Friday, March 5, 2010

Spring Break!

It's 1:30 AM and I just finished last-minute packing. Tomorrow, a few friends and I leave for New York City for 5 days of our spring break. I'm really looking forward to returning to the city for the second time in my life; the last time I was here was almost exactly 3 years ago when I came with my high school theatre department.

This time I'm traveling with a "local", so hopefully she'll have some interesting sights to show us. It should be a great week and I'll post some pictures when I get back!

NYC, here I come!

Tuesday, March 2, 2010

Senator Max Cleland

Today, my class met with a extraordinary individual at the headquarters of the American Battlefield Monuments Commission in Arlington, Virginia.

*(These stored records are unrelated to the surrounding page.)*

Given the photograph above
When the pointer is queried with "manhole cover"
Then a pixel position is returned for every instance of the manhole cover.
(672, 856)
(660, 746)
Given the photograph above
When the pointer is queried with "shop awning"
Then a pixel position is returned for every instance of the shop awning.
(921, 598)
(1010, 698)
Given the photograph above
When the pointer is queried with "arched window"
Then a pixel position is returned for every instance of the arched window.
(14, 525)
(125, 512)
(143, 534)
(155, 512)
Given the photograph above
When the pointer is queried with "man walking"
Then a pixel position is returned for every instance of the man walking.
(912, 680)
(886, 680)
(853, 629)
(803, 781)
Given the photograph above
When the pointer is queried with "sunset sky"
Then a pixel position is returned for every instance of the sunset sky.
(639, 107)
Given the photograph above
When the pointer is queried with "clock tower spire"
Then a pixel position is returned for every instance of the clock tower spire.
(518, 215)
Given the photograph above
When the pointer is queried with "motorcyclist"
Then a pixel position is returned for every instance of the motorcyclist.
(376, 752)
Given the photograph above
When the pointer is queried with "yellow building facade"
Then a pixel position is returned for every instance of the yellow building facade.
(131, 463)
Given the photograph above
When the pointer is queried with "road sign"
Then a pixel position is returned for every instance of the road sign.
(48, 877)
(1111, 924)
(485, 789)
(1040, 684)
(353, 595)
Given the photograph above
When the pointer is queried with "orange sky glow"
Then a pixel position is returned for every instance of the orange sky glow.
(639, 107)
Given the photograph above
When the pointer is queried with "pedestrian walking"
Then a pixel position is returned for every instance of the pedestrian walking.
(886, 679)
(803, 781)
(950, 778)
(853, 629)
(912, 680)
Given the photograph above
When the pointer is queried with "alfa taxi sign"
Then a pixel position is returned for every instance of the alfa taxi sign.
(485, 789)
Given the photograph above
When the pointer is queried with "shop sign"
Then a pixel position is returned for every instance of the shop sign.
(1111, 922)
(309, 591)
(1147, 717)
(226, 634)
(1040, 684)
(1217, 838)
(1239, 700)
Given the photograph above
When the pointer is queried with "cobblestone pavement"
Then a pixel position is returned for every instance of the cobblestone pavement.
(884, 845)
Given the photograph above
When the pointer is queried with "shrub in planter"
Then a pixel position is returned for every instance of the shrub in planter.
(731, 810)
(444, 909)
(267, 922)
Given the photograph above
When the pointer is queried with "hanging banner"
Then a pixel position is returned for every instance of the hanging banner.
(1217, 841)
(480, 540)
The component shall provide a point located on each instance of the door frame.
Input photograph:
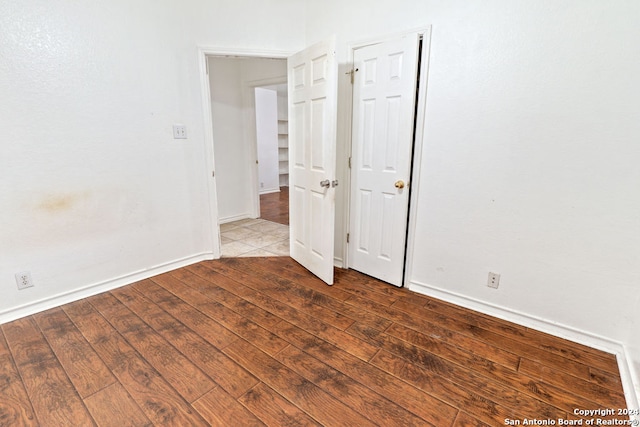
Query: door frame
(205, 94)
(420, 121)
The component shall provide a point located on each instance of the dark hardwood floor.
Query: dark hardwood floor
(259, 341)
(275, 206)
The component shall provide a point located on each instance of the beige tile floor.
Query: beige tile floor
(254, 237)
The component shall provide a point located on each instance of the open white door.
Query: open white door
(312, 77)
(384, 101)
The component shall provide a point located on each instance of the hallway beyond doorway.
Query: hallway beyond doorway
(254, 237)
(275, 206)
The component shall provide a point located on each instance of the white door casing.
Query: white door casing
(312, 79)
(384, 100)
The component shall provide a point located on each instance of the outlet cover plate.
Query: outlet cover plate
(493, 280)
(24, 280)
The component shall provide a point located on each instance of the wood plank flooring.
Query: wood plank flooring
(275, 206)
(259, 341)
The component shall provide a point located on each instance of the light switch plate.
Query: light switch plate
(179, 132)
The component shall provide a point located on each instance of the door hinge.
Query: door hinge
(352, 74)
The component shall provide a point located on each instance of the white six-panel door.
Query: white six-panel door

Max Cleland is a veteran who lost his leg and his arm in an explosion in Vietnam. He is a former U.S. Senator whose term spanned through Clinton's impeachment proceedings, 9/11, and the vote to give President Bush the authority to invade of Iraq (a vote that he said haunts him to this day). He was given the honor of introducing John Kerry at the Democratic Convention during the 2004 campaign. Last year he was appointed by President Obama to head of the American Battlefield Monuments Commission--the agency charged with caring for our battlefield cemeteries around the world.

Craziest of all, he got his start as a participant in the Washington Semester Program--the same program I'm on--in the 1960s. He said he didn't have any direction when he went into the program at the age of 21. He had just changed his major for the third time and didn't have any idea what he wanted to do with his life. While he was here, though, he said he got the famous "Potomac Fever" and knew he wanted to go into public service.

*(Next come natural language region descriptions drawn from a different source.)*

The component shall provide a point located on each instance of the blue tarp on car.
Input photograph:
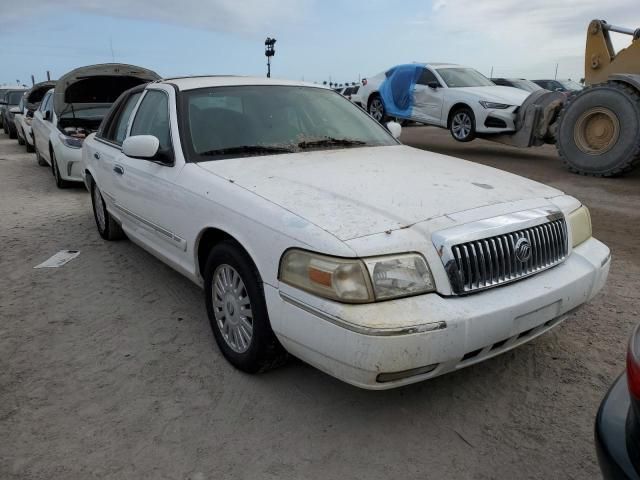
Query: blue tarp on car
(397, 90)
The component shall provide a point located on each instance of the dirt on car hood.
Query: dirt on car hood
(356, 192)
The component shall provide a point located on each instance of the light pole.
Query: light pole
(269, 51)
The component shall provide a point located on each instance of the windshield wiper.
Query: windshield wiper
(248, 149)
(331, 142)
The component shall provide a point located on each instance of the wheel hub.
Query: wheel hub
(232, 308)
(597, 131)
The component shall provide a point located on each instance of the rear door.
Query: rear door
(428, 101)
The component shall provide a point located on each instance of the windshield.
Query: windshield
(526, 85)
(13, 98)
(463, 77)
(570, 85)
(224, 122)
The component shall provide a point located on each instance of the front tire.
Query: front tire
(463, 124)
(237, 310)
(41, 161)
(108, 228)
(376, 108)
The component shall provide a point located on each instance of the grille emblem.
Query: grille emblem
(523, 249)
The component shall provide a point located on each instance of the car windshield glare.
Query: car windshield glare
(463, 77)
(242, 121)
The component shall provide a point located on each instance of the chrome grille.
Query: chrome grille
(488, 262)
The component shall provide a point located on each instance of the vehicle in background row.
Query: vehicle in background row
(74, 109)
(314, 231)
(29, 104)
(445, 95)
(352, 94)
(3, 90)
(565, 86)
(520, 83)
(8, 108)
(618, 421)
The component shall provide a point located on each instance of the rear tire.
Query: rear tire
(462, 124)
(599, 131)
(237, 310)
(108, 228)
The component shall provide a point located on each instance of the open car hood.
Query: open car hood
(35, 94)
(97, 85)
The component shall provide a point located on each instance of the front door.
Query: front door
(428, 100)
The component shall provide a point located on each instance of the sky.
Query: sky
(317, 40)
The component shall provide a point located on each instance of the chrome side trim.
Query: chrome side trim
(173, 238)
(375, 332)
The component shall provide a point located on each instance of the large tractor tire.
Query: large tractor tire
(599, 130)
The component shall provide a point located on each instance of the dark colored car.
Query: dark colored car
(10, 100)
(520, 83)
(565, 86)
(618, 421)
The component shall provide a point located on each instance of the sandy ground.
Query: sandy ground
(109, 369)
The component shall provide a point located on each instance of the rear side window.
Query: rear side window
(427, 76)
(152, 118)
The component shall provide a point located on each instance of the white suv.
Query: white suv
(445, 95)
(313, 231)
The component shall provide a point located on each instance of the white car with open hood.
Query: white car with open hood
(73, 109)
(314, 232)
(450, 96)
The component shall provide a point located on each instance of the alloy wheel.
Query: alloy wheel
(461, 125)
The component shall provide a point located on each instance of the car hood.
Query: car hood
(357, 192)
(500, 94)
(97, 85)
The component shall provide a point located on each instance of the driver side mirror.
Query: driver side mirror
(395, 129)
(146, 147)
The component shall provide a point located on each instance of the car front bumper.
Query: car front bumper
(610, 433)
(416, 338)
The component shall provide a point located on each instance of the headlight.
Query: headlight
(73, 142)
(356, 280)
(494, 105)
(580, 223)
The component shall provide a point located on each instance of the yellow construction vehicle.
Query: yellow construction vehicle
(596, 131)
(599, 128)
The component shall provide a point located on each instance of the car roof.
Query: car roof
(191, 83)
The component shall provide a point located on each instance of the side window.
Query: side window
(118, 128)
(45, 101)
(152, 118)
(427, 76)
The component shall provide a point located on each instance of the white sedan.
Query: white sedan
(314, 232)
(73, 109)
(458, 98)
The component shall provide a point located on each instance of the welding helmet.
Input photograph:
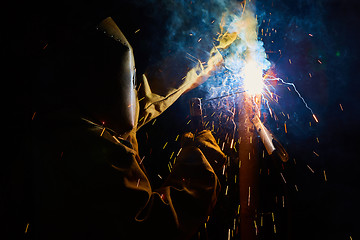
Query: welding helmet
(102, 76)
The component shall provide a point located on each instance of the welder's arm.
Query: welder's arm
(160, 88)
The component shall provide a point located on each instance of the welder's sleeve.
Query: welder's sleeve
(161, 87)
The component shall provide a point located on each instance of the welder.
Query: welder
(89, 182)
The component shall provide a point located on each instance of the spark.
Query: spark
(341, 107)
(27, 227)
(325, 176)
(310, 169)
(282, 176)
(138, 182)
(102, 132)
(253, 79)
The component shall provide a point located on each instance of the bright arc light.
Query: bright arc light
(253, 79)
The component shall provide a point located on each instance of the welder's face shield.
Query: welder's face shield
(114, 96)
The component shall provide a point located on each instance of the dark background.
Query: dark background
(320, 209)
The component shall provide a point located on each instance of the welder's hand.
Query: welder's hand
(206, 142)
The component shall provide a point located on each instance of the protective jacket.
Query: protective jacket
(89, 183)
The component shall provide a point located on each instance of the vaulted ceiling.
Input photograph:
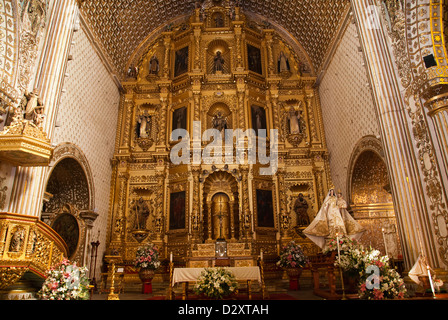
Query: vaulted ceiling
(120, 26)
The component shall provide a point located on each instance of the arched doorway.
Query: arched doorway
(220, 215)
(370, 197)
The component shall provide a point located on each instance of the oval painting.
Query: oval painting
(67, 227)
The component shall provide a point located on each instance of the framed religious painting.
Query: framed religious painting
(254, 59)
(258, 116)
(265, 208)
(177, 210)
(179, 120)
(181, 61)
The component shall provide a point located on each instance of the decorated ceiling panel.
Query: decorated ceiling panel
(121, 26)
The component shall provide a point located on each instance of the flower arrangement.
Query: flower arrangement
(65, 281)
(292, 256)
(216, 283)
(383, 282)
(147, 257)
(377, 280)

While he was here on the program, his class got to go into President Kennedy's oval office and he was able to see the President's famous desk with the trap door. Then a week later, he was walking on the quad--the same quad I cross every day--when he heard the news that the President had been shot. He said that moment changed his life.

He told another story about the day, many years later, when he gave the speech introducing the man of the hour--then presidential-nominee John Kerry--at the Democratic Convention in the 2004 election. He wanted to look good for the television cameras so he went onstage without his glasses. Turns out, the teleprompter was set up so far out into the audience that he couldn't read "a damn thing" on it! It was lucky for him that he had spent the whole previous week practicing his speech.

It was a truly amazing and inspiring talk. He ended the hour by telling us all to "just go for it" in whatever we do. After all, we are in our 20's, and that's what this age is all about--taking risks and experiencing life. We have the rest of our lives to live with all the risks we take, whether they be bad or good, so we might as well just take them.